US Defense Secretary Ashton Carter on Monday met controversial hardline Israeli Defence Minister Avigdor Lieberman for the first time, the Pentagon said, offering few details about the visit.
“They have had a good conversation,” said a senior US defense official with knowledge of the meeting.
It was Lieberman’s first foreign visit since being sworn in on May 30.
It comes with the United States and Israel in the process of negotiating a new 10-year defense aid pact to replace the current one, which expires in 2018 and grants the Jewish state more than $3 billion per year.
Lieberman’s appointment tilted Prime Minister Benjamin Netanyahu’s cabinet, already seen as among the most right-wing in Israeli history, even further to the right.
He has in the past spoken of harsh measures against Palestinian “terrorists.”
Following Lieberman’s nomination, US State Department spokesman Mark Toner, in a rare comment on Israeli internal politics, said the Jewish state’s new ruling coalition raised “legitimate questions” over Israel’s commitment to a two-state solution in its conflict with the Palestinians.
But Netanyahu and Lieberman both have sought to allay concerns over the appointment, saying they are committed to peace and the two-state solution.
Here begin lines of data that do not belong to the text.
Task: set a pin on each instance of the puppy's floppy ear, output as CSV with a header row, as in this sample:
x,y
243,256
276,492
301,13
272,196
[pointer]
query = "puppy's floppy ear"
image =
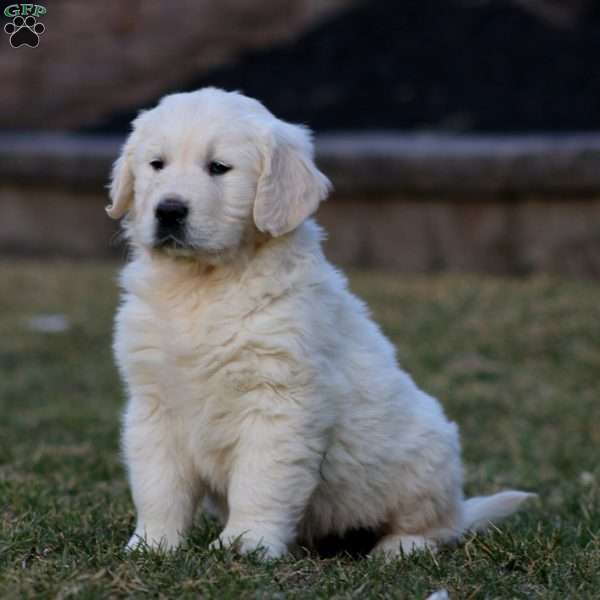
x,y
121,182
290,186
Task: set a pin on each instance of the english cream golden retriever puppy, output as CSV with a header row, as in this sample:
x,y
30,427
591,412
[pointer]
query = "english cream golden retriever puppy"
x,y
257,382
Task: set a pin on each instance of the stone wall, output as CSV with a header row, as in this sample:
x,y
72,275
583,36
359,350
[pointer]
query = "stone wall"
x,y
98,57
405,203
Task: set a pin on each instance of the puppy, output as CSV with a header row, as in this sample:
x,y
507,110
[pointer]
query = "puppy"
x,y
257,382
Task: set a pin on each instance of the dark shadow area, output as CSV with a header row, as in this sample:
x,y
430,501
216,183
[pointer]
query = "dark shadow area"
x,y
453,66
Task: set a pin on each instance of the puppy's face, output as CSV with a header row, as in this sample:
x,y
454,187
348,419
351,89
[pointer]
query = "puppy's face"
x,y
203,170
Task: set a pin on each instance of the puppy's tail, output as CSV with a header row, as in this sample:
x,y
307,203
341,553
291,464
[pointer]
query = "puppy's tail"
x,y
481,511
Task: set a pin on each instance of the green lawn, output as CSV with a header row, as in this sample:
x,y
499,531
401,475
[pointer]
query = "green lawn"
x,y
515,362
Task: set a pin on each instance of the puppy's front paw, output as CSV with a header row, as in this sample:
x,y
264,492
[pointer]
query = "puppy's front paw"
x,y
160,542
250,540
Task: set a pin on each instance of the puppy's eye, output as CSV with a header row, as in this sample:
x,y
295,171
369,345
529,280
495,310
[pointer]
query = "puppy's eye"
x,y
218,168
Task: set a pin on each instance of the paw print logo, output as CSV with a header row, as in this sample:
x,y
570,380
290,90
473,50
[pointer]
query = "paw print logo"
x,y
24,31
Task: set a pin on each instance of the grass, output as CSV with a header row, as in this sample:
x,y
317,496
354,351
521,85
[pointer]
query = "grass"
x,y
515,362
On Wednesday, Lieberman is due to attend a ceremony in Dallas marking the development of US defense firm Lockheed Martin’s F-35 fighter jet, which Israel is purchasing, and tour a factory of Israeli weapons manufacturer Elbit Systems.
Israel has so far ordered a total of 33 F-35s and will be the only country in the Middle East to have the jet, which the US military is just beginning to use after years of delays and technical problems.
A Pentagon statement said Carter and Lieberman had “reaffirmed the strength of the US-Israeli defense relationship and the United States’ unwavering commitment to Israel’s security.”
The pair discussed “regional security challenges in the Middle East and areas of mutual defense cooperation,” the Pentagon said.